Favorite Quotes From The Book of Two Ways
“This is marriage, I realize. A tuning fork of emotion.”
“I once read that every story is a love story. Love of a person, a country, a way of life. Which means, of course, that all tragedies are about losing what you love.”
“Imagine all the times you’ve told yourself, ‘Oh, it’s nothing.’ Well nothing can be pretty goddamned big.”
“If there is a garden of maybes, you are the invasive plant I can’t ever get rid of.”
“Ancient Egyptians believed that the first and most necessary ingredient in the universe was chaos. It could sweep you away, but it was also the place from which all things start anew.”

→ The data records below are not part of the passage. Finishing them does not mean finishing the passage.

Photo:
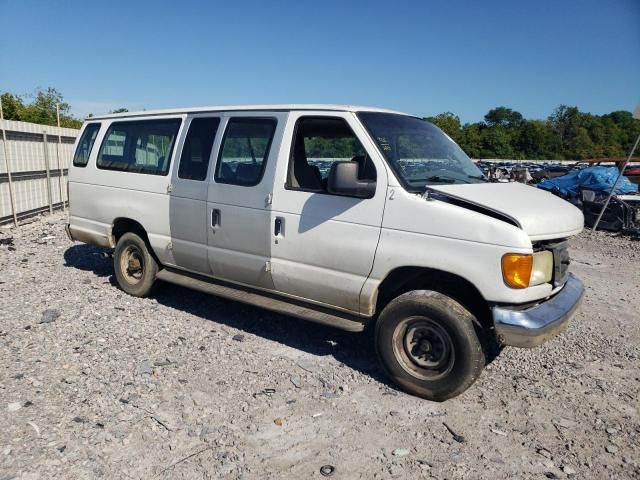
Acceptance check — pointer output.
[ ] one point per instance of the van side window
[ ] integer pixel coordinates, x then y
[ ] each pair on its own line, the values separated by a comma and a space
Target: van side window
194, 160
244, 150
318, 143
139, 146
81, 157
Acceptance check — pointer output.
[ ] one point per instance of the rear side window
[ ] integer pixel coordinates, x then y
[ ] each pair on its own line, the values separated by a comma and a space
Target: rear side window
81, 157
139, 146
244, 150
194, 160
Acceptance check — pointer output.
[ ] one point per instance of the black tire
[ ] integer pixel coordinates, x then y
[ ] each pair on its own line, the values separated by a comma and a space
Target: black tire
428, 345
134, 265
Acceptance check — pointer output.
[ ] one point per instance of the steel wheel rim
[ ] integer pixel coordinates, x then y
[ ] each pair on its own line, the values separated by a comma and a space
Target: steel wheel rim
423, 348
132, 264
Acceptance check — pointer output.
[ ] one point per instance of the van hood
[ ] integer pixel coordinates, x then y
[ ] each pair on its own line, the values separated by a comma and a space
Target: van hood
540, 214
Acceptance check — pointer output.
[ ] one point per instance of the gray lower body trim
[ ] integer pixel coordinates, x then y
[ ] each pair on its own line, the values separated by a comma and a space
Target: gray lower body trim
265, 300
535, 325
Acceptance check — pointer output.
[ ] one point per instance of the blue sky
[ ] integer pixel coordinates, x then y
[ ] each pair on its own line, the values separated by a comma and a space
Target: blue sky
416, 56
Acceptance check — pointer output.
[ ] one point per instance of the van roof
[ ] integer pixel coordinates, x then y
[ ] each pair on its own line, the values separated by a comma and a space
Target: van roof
247, 108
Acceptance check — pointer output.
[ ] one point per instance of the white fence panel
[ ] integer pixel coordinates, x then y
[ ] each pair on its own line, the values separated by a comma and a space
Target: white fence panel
30, 149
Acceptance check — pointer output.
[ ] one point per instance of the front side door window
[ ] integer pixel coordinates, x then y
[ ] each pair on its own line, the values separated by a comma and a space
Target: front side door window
318, 143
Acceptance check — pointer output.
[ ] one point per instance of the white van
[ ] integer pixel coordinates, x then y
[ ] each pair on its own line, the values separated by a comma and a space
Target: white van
347, 216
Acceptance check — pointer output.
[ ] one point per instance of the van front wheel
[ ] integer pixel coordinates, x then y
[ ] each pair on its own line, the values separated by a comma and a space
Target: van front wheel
135, 267
428, 345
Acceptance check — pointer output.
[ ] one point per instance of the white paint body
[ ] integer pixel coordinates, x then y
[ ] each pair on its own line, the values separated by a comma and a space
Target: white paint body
333, 251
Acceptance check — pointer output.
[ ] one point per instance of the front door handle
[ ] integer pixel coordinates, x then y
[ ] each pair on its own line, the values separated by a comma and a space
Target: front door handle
215, 217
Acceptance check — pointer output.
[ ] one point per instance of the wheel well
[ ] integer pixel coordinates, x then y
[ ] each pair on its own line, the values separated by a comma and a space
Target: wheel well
125, 225
406, 279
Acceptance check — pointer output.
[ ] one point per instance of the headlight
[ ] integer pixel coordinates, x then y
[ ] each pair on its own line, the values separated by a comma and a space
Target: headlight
525, 270
542, 270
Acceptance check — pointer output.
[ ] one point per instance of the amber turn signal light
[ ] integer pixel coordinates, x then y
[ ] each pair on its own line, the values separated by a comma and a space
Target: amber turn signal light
516, 269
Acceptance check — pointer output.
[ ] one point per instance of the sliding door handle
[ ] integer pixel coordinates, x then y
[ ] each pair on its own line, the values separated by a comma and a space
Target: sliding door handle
215, 217
278, 227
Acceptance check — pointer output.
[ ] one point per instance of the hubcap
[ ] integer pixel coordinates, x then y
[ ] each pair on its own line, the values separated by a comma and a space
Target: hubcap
423, 348
132, 264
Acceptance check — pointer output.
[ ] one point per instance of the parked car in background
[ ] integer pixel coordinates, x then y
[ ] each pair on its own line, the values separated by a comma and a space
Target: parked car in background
348, 216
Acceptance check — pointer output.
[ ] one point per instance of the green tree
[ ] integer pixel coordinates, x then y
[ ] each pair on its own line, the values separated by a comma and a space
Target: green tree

“He scrolled through it, his eyes lighting on the paragraphs I’d underlined. I always did that in books, when authors found ways to say things I never could.”
“Love isn’t a perfect match, but an imperfect one. You are rocks in a tumbler. At first you bump, you scrape, you snag. But each time that happens, you smooth each other’s edges until you wear each other down. And if you are lucky, at the end of all that, you fit.”
“I think people assume death is all or nothing. Someone is here, or they’re not. But that’s not what it’s like, is it? The echo of you is still here – in your children or grandchildren; in the art you made while living; in the memories other people have of you.”
“When you lose someone you love, there is a tear in the fabric of the universe. It’s the scar you feel for, the flaw you can’t stop seeing. It’s the tender place that won’t bear weight. It’s a void.”
The Book of Two Ways Review: In Conclusion
I loved this book! I love all Jodi Picoult’s books – she just has such a way with words. The Book of Two Ways gets 4.5 stars from me. The only drawback was that I didn’t love the way it ended. It was just a little ambiguous for my taste. But the story was still really wonderful and I would like to see it as a movie. (I feel like I say that about every book I like!)
I would recommend this to all Picoult fans, as well as anyone who is interested in Egypt, the concept of death doulas, romance, and just really good family dramas. It would provide a lot of discussion for book clubs, too.